Естественно, изначально она думала, что побудет у нее недолго, съест мороженое, послушает сказку, а потом она отвезет его в полицию. Она ведь не похититель какой-нибудь, а родителям будет полезно немного поволноваться и выслушать упреки полицейских в том, что они не следят за ребенком. Нельзя же было отпускать его одного на улицу. Тем более без верхней одежды. И своей фамилии он не знал, а вот у ее первого Юхана лежала в кармане бумажка с адресом и телефоном родителей. Не потому, что она когда-либо оставляла его без присмотра, но, если у тебя ребенок, лишняя предосторожность не повредит. Родителям повезло, что его нашла она, Лили.
Но малыш оказался так голоден, бедняга, что Лили подумала, не оставить ли его поужинать.
Вот такие у нее были мысли. Пока она не разгадала божий замысел.
Первую неделю он плакал каждый вечер перед сном, звал маму и папу, пока не падал от усталости. Она объясняла, что им пришлось ненадолго уехать, со временем все пошло лучше, и через несколько недель он уже почти не вспоминал ни родителей, ни кошку, ни куклу Мулле.

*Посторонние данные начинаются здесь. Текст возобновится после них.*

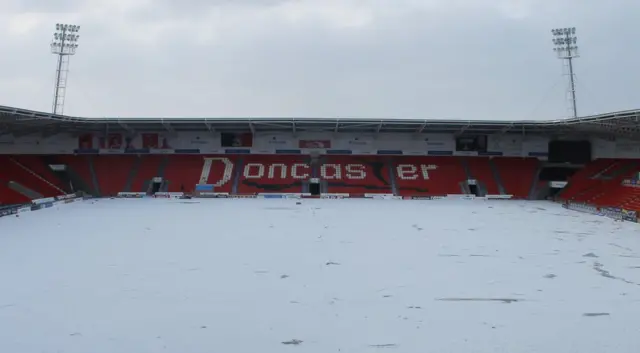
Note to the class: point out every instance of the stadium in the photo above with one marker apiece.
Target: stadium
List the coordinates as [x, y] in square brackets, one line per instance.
[318, 235]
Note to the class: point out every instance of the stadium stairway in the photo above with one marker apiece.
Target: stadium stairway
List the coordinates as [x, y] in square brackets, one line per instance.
[237, 175]
[112, 172]
[611, 192]
[392, 176]
[23, 176]
[594, 188]
[182, 171]
[538, 187]
[69, 176]
[132, 174]
[34, 165]
[94, 177]
[586, 178]
[148, 169]
[9, 196]
[496, 176]
[24, 191]
[479, 169]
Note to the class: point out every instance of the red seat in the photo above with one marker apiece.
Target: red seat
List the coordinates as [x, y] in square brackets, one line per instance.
[356, 175]
[273, 173]
[433, 176]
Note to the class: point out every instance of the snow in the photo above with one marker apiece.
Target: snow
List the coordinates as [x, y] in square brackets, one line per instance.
[248, 275]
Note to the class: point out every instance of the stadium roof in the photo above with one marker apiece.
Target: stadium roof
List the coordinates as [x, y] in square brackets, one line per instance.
[20, 122]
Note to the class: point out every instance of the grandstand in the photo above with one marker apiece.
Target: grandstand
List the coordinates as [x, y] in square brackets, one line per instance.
[591, 161]
[415, 256]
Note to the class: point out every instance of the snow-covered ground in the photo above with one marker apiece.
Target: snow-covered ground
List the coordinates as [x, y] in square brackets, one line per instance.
[250, 276]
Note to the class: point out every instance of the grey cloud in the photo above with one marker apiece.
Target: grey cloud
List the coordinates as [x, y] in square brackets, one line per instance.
[463, 64]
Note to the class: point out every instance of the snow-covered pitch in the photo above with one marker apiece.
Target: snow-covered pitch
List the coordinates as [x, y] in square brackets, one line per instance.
[256, 276]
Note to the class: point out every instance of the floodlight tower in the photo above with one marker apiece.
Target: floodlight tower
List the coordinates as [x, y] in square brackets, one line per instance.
[564, 40]
[64, 44]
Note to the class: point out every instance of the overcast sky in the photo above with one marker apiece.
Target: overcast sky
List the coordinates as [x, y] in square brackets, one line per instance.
[459, 59]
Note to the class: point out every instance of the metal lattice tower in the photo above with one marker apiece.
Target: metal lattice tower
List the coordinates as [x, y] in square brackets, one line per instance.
[564, 40]
[64, 44]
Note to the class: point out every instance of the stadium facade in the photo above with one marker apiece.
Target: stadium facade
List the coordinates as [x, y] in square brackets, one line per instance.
[590, 161]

Как-то вечером Лили услышала, как он понарошку говорит с мамой по старому мобильному телефону, который был у него в кармане, когда она его нашла, и в следующий же свой выезд на автомобиле она взяла телефон с собой и просто выбросила в канаву. В конце концов мальчик, казалось, и вовсе позабыл родных.

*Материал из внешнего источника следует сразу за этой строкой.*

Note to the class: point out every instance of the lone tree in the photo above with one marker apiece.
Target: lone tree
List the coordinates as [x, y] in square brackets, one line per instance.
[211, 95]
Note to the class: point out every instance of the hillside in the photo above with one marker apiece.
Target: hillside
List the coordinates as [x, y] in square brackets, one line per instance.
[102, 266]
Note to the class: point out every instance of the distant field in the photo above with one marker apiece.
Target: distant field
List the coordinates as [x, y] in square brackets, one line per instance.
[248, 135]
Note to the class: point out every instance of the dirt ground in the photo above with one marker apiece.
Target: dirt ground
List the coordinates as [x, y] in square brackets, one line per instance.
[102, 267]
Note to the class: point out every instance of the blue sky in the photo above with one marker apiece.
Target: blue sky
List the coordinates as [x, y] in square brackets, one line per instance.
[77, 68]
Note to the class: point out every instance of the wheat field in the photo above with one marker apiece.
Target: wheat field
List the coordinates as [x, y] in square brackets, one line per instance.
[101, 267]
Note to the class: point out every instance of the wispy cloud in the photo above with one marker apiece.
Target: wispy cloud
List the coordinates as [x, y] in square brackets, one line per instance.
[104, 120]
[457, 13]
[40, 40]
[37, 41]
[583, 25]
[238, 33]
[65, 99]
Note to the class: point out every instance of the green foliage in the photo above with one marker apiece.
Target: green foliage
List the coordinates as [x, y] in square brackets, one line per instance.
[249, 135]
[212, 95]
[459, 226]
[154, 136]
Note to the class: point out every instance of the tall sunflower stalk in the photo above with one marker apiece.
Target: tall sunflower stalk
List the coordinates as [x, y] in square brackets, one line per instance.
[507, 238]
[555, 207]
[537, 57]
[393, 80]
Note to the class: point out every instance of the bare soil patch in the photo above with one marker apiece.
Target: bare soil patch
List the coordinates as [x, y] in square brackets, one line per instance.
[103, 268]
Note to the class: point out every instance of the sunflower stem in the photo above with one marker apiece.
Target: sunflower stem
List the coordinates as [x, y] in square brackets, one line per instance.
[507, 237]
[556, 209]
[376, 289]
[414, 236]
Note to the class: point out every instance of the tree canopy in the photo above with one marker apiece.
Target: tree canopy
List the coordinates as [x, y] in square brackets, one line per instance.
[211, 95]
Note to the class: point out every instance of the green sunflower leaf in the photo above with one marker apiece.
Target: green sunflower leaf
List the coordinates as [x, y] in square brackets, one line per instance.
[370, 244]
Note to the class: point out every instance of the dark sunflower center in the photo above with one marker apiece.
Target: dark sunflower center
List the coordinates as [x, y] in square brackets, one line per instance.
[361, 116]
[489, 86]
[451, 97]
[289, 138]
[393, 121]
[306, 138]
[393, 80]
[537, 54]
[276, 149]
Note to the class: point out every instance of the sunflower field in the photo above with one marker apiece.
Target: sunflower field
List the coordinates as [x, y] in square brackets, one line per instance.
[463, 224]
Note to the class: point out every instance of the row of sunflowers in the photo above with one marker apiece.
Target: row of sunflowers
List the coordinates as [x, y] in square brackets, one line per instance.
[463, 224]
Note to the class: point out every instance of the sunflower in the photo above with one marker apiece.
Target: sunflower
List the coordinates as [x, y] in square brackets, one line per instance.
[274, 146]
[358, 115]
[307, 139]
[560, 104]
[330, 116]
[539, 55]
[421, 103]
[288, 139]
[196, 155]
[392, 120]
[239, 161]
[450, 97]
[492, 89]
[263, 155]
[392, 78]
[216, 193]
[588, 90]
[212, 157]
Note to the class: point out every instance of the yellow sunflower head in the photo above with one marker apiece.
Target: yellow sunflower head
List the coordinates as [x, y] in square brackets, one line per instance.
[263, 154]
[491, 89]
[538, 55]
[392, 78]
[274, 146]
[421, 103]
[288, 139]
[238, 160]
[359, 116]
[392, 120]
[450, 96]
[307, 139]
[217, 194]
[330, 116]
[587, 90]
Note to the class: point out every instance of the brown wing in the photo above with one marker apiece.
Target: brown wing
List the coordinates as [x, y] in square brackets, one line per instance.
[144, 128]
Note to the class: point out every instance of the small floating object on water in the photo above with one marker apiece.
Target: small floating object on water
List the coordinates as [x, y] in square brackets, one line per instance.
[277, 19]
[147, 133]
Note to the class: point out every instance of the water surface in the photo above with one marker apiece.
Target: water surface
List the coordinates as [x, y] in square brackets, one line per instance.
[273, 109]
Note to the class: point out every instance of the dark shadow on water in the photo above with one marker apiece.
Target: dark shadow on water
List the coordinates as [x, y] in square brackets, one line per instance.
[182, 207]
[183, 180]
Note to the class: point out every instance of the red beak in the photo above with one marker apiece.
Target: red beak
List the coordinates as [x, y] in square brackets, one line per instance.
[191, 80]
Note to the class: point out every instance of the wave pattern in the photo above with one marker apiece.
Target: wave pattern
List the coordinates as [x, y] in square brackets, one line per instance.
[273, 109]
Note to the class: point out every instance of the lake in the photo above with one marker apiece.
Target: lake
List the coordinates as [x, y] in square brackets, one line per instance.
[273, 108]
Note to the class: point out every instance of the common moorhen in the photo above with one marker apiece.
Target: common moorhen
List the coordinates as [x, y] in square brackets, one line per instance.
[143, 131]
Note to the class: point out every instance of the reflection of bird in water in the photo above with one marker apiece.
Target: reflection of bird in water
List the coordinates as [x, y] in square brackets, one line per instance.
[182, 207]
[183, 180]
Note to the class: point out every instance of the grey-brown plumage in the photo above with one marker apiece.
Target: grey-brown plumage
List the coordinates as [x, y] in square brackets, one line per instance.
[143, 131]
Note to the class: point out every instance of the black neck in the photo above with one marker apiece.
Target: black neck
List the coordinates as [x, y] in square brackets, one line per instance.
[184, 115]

В первый раз, когда он назвал ее мамой, он, похоже, сам удивился: он сказал это между делом, слово просто попало в поток других слов, и Лили сделала вид, что ничего странного в этом нет, что это самая естественная вещь на свете, и с тех пор он продолжал называть ее мамой, и она себя тоже.
Сейчас мама ненадолго уедет. Ты побудешь дома с Лизой. Мама запрет дверь, но скоро вернется.
Снова называть себя мамой — это было непередаваемо. Слова лились из нее, как жидкое золото, освещая ее изнутри, она чувствовала это и даже замечала, глядя на себя в зеркало.
Однако жизнь матери-одиночки, особенно в ее возрасте, была нелегка. Отдавать его в садик она не собиралась, так как всегда считала, что если заводишь ребенка, то сиди с ним дома сама. Ее Юхан не ходил в детский сад ни одного дня за всю свою почти четырехлетнюю жизнь.
К счастью, те немногочисленные разы, когда ей нужно было отлучиться надолго, ей помогал Буссе, например, весной, когда она ездила на похороны подруги в Стокгольм, или когда ей пришлось лечь в больницу для небольшой операции. Мальчику у него нравилось, Лизу он брал с собой, а у Буссе он обожал возиться с кроликами, жившими в клетках в саду за домом.
Лили сказала Буссе, что сидит с соседским ребенком, мол, сосед недавно развелся, а у него сплошные командировки. Она попросила Буссе не афишировать, что мальчик находится у него, соседу не понравилось бы, если бы он узнал, что она перепоручает ребенка кому-то еще. Она не была уверена, что Буссе до конца поверил в ее историю, но знала, что он ее не выдаст, слишком хорошо он к ней относился. Да и с кем он общался?
Рассказать ему правду она не могла. Он бы не понял, что это Бог наконец-то восстановил справедливость и вернул ей ребенка. Море взяло и море вернуло, вот и все. А кто такая Лили, чтобы ставить под сомнение Его решения? И вообще, если бы она вовремя не вытащила его из воды, мальчик был бы сейчас мертв. И все же ей хватало здравомыслия, чтобы понимать, что большинство людей — они как Буссе, или как Улоф, их вера слишком слаба, они не полагались на Бога во всем.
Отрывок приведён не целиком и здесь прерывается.